11
Мар 05

Последняя молитва

  Debeerz, город Душанбе

Пустыня. Песок под ногами шепчет о чем-то своем. Солнце указывает путь и жжет глаза. Бряцает автомат, рюкзак за спиной тянет к земле, каска нагревает мозги до точки кипения, но они не кипят, а плавятся и текут большими, липкими, скользкими каплями пота из-под нее и падают на ботинки.

Эта дорога ведет в никуда и каждый из нас это знает. Каждый из пяти, оставшихся в живых из всего отряда. Теперь мы спешим на помощь такому же отряду, который гибнет там, за барханом, за чью-то ненароком брошенную фразу, ненароком пришедшую мысль, идею, превратившуюся в ненароком придуманную войну.

Уже слышны выстрелы очередями за новой кровью, взрывы гранат и крики, брызгами разлетающиеся во все стороны.

Оазис. Здесь раньше кипела жизнь, теперь кишит смерть. Развороченный колодец в центре, сожженные хижины, которые теперь служат прикрытием для двух противоборствующих сторон. Битва ведется за каждый клочок этой мертвой, иссохшей земли, за каждую щепотку этого розового песка, за каждый вдох этого вонючего воздуха.

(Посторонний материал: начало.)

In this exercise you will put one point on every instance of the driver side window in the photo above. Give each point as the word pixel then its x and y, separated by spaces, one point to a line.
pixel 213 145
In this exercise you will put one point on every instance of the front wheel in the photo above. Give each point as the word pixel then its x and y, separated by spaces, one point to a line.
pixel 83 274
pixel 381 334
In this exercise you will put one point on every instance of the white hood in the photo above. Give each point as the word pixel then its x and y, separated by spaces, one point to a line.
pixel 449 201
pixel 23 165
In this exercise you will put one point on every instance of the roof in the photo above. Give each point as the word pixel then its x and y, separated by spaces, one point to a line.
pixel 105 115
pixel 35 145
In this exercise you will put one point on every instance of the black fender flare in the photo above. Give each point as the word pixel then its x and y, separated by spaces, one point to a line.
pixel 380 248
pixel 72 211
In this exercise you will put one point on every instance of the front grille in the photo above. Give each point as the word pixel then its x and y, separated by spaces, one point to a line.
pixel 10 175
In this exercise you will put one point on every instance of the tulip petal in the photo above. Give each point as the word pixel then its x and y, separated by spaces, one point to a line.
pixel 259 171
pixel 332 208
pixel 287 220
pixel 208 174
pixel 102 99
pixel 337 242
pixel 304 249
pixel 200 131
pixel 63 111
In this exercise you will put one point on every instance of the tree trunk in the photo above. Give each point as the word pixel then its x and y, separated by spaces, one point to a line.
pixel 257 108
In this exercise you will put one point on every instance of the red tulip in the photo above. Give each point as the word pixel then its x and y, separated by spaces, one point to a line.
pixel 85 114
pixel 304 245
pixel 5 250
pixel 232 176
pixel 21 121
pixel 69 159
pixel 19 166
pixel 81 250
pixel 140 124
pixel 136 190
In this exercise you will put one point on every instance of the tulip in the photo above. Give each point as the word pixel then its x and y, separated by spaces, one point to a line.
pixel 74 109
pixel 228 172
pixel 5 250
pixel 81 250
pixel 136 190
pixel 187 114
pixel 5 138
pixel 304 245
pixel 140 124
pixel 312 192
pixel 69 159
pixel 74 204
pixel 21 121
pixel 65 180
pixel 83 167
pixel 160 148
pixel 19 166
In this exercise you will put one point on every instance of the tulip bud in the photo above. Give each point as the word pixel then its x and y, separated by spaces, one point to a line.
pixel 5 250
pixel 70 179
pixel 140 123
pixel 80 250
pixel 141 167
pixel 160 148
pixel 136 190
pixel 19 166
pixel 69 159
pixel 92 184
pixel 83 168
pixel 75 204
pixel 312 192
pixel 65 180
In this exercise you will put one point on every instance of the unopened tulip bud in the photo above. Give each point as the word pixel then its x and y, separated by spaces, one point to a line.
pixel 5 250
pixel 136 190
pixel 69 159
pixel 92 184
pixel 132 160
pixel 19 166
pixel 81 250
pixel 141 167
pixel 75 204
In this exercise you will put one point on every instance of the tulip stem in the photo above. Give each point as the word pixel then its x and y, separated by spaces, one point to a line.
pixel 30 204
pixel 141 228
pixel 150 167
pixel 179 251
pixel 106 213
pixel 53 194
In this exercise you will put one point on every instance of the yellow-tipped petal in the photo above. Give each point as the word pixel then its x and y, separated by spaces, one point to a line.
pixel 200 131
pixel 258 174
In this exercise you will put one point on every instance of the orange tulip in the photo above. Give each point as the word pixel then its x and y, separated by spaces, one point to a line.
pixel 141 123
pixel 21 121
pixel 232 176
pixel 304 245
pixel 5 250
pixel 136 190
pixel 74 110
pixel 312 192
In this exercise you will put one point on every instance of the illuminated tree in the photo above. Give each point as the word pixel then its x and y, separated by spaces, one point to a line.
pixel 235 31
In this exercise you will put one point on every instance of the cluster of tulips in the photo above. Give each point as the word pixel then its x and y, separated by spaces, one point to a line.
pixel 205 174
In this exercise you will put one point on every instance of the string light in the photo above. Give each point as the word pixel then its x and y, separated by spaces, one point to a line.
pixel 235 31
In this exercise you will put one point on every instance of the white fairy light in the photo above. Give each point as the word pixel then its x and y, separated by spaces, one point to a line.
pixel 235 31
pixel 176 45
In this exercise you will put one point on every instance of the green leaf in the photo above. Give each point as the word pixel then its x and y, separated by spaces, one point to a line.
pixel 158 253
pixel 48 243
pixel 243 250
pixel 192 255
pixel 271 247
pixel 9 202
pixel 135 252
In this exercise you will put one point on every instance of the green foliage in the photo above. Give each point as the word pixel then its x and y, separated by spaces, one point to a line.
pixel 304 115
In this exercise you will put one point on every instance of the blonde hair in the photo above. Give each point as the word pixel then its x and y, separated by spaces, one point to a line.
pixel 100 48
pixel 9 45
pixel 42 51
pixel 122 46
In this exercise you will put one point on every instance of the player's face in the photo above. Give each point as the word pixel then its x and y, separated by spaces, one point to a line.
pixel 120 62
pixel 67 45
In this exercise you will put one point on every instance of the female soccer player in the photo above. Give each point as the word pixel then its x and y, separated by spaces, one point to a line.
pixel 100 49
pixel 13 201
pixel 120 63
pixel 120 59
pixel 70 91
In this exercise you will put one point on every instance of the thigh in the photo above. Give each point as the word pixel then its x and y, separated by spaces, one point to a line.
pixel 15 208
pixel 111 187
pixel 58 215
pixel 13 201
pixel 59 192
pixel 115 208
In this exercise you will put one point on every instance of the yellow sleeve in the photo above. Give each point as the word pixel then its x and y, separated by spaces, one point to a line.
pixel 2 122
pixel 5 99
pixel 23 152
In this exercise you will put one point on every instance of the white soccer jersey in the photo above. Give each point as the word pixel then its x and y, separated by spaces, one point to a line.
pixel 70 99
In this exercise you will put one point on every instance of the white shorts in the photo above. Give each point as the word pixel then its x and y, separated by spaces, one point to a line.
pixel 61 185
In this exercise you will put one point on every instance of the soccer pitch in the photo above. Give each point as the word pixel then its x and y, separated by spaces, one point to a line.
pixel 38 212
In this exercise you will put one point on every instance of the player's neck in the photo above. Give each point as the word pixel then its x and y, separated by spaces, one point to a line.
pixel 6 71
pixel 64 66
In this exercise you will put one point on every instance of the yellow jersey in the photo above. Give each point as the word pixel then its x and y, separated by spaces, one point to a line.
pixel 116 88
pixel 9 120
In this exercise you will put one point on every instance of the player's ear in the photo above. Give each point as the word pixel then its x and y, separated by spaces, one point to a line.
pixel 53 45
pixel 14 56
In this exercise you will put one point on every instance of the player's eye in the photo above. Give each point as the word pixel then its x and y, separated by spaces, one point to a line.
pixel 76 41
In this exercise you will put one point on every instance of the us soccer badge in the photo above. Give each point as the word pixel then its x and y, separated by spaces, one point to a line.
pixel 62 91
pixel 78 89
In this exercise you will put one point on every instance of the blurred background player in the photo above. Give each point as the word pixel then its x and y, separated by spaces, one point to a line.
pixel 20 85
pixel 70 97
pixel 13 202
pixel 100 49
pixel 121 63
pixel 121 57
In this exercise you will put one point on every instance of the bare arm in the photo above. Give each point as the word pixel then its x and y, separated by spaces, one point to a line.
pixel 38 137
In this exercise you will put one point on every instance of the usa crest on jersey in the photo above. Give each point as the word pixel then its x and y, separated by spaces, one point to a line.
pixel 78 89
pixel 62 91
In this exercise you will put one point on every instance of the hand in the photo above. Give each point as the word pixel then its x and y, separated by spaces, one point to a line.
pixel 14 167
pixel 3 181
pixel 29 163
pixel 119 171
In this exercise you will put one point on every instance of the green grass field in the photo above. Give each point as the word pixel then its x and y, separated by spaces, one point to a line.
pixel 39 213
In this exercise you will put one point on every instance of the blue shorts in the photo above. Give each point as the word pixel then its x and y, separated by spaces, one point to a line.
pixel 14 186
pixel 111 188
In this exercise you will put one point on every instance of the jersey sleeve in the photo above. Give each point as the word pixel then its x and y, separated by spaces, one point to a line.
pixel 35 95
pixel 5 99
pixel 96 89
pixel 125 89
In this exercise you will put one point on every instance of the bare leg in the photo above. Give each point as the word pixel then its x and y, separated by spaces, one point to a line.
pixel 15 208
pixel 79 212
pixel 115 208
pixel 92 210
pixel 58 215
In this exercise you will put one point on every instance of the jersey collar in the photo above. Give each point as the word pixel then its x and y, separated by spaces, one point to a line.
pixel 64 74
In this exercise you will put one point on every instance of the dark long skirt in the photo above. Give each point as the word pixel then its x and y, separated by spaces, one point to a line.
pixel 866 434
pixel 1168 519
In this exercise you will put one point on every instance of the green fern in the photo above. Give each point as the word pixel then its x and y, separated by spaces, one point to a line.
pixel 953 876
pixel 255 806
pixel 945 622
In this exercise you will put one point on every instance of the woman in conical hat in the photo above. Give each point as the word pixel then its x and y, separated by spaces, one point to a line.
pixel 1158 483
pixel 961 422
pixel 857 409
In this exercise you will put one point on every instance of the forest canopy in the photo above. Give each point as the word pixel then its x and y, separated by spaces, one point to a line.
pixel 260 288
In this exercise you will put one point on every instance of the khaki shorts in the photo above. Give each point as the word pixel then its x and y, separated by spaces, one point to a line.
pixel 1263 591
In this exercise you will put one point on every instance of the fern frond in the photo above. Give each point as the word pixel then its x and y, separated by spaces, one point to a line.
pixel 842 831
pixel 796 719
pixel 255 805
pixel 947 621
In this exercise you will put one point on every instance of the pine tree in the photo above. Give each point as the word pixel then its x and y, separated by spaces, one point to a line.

По данным разведки противника больше. У него преимущество — на его стороне смерть. Мы знаем, что пришли за ней. Знаем, что она ждет какого-нибудь меткого выстрела или удачного взрыва. Мы чувствуем, как она дышит обжигающим горло и легкие сухим ветром, палит беспощадным солнцем, застилает глаза и разум дымом и ужасом происходящего, убивает свинцом и разрывными гранатами.

Мы притаились за кучей обломков, служивших когда-то стеной дома, в котором появлялись на свет, растили детей, радовались жизни, умирали своей смертью на протяжении многих столетий. А нашей артиллерии понадобилось всего лишь пятнадцать минут для того, чтобы превратить этот оазис в кучу смердящего человеческого мяса, песка и обломков.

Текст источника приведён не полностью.